The press and public are invited to “Bio-Based Asphalt: Paving the Future.” The briefing will be 2-4 p.m. Tuesday, Feb. 6, in Room SVC 203-02 in the Capitol Visitors Center. Please RSVP here.
Congressional staffers and representatives of the American Association of State Highway and Transportation Officials have also been invited.
Speaking will be:
- Eric Cochran, the Mary Jane Skogen Hagenson and Randy L. Hagenson Professor in Chemical and Biological Engineering, Iowa State’s site director for the Center for Bioplastics and Biocomposites supported by the National Science Foundation and a co-founder and technical advisor for SoyLei Innovations, a company commercializing biopolymers for asphalt.
- Christopher Williams, the Gerald and Audrey Olson Professor in Civil Engineering, the director of the Iowa State Institute for Transportation’s Asphalt Materials and Pavements Program and a SoyLei co-founder and technical advisor.
Cochran and Williams have worked for more than 13 years to develop a bio-based alternative to a petroleum-based asphalt additive that extends the life of pavements, promotes pavement recycling and lowers emissions from pavement production and maintenance.
They oversaw hundreds of lab attempts to find the right ingredients, formulations and production processes for a new biopolymer. Experiments producing fractions of an ounce of material revealed soybean oil could produce biopolymers with the desired properties.
The research eventually progressed to development of a $5.3 million pilot plant with a 1,300-gallon holding tank for those biopolymers.

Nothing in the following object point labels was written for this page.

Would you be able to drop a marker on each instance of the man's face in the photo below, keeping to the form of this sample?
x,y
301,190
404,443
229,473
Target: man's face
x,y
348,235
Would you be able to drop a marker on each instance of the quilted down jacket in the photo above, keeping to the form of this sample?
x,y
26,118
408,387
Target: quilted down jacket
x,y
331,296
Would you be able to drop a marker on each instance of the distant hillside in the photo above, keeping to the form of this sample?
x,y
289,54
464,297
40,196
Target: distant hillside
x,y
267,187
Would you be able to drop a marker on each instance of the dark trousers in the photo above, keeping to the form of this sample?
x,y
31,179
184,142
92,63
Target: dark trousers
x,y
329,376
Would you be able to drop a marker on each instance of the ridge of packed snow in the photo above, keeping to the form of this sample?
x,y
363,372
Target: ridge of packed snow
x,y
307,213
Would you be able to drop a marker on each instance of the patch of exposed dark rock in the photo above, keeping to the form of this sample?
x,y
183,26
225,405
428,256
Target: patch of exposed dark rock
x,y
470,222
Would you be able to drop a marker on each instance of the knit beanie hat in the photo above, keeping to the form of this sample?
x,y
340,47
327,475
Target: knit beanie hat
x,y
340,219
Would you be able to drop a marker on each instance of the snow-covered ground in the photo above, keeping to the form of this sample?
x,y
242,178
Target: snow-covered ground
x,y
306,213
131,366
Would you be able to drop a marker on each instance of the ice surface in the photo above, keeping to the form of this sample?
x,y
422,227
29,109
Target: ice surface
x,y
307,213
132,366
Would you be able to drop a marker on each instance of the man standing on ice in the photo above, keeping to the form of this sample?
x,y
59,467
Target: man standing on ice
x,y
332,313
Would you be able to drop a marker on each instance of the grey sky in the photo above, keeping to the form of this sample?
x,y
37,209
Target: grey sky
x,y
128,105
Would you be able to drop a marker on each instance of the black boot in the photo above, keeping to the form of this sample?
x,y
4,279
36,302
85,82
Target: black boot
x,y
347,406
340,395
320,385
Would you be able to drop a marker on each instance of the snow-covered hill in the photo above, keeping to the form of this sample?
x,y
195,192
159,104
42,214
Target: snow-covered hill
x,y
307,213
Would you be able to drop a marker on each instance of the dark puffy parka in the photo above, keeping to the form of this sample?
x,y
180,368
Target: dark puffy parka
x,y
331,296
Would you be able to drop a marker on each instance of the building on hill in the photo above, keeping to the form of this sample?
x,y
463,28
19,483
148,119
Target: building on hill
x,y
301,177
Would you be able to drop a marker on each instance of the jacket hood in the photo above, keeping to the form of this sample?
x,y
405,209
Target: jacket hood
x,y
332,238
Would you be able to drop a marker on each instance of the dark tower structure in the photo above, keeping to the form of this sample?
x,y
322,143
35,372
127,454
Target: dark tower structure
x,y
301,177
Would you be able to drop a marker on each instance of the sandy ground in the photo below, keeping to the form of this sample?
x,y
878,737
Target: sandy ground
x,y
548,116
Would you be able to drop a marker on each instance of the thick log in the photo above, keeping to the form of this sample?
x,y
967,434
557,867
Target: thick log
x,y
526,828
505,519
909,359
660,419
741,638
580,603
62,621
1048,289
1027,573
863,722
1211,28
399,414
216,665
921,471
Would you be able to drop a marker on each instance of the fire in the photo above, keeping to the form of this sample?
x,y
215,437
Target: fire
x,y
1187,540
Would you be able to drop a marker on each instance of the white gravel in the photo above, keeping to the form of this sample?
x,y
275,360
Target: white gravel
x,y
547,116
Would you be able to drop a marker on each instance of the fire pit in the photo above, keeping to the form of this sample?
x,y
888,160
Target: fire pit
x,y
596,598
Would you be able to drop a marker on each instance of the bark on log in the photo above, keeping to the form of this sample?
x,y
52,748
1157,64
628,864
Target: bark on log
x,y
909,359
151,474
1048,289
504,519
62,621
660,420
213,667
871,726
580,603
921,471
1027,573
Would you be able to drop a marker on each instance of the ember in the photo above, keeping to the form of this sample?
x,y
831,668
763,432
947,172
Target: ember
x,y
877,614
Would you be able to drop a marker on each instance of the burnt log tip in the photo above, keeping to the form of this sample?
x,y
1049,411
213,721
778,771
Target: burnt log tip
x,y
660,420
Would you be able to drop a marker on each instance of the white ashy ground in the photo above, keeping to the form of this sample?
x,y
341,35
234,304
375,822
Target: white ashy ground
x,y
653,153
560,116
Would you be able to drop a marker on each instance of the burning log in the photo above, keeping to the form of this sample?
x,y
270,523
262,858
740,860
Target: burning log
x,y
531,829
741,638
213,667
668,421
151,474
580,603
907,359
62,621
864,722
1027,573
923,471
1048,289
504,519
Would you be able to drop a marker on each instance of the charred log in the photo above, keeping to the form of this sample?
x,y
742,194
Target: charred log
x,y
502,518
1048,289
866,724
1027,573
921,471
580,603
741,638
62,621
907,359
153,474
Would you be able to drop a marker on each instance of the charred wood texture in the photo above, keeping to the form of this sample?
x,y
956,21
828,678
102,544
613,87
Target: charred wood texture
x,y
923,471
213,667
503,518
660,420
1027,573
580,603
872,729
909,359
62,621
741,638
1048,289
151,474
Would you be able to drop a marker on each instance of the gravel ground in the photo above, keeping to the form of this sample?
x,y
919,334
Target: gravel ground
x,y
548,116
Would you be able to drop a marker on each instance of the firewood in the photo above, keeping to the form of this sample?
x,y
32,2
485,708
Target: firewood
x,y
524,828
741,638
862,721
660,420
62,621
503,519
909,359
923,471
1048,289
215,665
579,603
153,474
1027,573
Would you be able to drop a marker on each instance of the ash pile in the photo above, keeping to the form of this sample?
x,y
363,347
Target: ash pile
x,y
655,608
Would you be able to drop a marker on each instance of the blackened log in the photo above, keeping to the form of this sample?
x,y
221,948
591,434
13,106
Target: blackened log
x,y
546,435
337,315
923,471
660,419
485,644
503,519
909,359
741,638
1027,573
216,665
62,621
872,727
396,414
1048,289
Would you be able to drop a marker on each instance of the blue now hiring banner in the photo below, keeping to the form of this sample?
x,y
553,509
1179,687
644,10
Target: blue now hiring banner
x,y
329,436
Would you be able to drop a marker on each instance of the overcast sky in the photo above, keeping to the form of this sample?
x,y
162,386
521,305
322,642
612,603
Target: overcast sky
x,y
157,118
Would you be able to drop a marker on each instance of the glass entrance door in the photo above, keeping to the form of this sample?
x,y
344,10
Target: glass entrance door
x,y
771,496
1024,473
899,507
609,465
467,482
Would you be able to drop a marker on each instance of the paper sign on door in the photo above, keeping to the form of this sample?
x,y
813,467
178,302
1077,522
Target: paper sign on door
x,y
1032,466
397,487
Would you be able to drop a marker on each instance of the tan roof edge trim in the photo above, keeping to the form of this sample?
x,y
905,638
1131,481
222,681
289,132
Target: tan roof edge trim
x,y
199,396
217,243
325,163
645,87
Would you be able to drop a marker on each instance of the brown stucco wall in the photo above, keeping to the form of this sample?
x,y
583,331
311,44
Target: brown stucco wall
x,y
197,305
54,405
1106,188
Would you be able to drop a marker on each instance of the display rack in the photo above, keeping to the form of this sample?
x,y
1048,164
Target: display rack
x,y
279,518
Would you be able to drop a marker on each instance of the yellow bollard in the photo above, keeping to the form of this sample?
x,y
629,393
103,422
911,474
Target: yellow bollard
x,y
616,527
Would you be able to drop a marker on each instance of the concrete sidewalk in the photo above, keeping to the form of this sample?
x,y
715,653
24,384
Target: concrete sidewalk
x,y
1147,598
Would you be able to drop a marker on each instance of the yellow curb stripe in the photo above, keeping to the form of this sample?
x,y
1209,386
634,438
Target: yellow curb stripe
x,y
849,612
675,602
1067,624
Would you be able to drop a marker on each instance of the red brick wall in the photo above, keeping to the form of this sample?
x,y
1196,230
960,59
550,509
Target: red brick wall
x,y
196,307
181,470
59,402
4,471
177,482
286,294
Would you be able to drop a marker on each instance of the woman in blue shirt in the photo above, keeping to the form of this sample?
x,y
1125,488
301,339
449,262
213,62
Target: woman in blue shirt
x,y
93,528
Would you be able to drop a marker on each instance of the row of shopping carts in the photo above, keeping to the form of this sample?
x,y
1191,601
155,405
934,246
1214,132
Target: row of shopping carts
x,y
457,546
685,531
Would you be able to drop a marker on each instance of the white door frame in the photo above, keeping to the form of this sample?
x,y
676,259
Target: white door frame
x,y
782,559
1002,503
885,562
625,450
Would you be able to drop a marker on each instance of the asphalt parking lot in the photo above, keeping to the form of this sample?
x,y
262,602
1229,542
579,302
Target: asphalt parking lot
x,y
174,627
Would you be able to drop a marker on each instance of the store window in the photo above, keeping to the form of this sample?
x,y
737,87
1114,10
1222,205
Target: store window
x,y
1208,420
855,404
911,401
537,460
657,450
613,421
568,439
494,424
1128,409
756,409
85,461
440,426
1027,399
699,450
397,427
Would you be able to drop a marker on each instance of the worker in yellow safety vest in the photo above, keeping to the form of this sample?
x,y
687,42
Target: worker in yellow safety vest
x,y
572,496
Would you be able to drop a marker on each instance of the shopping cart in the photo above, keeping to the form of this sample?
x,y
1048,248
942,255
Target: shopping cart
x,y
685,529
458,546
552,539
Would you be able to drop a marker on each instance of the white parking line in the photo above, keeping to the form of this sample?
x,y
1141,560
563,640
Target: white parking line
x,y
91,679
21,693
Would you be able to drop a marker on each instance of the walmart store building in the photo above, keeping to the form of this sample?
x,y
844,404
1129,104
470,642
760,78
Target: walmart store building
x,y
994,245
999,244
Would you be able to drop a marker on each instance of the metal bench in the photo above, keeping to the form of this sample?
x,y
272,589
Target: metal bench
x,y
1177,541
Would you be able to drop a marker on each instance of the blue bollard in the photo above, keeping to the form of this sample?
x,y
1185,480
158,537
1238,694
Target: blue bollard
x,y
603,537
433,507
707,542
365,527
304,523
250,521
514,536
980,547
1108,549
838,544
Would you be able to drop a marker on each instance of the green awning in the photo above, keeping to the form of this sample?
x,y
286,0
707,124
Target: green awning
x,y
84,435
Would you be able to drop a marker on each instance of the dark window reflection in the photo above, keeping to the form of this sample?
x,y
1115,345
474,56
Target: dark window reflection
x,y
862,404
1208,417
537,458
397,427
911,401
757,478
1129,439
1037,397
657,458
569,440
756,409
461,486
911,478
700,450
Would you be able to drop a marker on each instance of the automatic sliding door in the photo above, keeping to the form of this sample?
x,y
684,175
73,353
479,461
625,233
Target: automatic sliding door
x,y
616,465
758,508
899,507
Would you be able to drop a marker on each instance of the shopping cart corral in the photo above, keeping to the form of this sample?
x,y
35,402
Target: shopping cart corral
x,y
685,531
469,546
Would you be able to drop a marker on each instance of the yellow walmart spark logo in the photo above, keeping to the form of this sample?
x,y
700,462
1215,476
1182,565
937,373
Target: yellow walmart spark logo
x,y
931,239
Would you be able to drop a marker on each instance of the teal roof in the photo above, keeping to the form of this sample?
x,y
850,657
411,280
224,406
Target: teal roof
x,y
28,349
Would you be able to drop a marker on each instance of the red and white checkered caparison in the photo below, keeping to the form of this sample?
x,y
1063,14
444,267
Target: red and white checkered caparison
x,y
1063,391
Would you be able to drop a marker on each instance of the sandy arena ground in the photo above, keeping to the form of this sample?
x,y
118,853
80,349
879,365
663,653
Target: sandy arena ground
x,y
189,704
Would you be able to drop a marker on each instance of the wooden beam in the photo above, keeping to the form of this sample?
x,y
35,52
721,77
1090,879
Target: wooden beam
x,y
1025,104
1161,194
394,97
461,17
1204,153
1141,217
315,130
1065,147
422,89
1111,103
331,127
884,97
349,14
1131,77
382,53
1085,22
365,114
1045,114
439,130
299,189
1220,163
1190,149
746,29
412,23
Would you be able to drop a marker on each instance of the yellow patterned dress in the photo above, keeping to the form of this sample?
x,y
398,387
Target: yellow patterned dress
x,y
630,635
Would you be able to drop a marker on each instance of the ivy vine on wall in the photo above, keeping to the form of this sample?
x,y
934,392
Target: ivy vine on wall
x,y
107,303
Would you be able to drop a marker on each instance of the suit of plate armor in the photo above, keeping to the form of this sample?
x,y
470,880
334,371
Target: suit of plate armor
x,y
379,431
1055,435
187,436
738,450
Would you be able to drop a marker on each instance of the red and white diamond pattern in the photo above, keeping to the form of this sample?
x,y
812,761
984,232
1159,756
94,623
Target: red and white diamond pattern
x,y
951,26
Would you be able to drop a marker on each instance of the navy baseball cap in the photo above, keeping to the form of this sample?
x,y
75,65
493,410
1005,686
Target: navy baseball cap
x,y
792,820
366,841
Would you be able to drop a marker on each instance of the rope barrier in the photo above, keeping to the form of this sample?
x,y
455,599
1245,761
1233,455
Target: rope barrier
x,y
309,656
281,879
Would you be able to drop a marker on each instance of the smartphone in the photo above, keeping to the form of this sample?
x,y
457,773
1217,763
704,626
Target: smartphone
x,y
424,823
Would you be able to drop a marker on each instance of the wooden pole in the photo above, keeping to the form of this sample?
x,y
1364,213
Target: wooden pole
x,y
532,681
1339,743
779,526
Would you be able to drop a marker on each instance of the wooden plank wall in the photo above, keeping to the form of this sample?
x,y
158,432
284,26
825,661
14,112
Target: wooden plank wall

More work led to a simpler manufacturing process and a startup company, SoyLei Innovations, which has so far sold about 1 million pounds of biopolymers.
The context for the briefing includes research projects supported by the U.S. Department of Agriculture and the Federal Highway Administration that are comparing the soybean-based pavements developed at Iowa State with other bio-based pavements in long-term, side-by-side tests.
And, two U.S. senators – Chris Coons, a Delaware Democrat, and Thom Tillis, a North Carolina Republican – in December introduced the Concrete and Asphalt Innovation Act of 2023 to launch a national research and development program for low-emissions concrete and asphalt.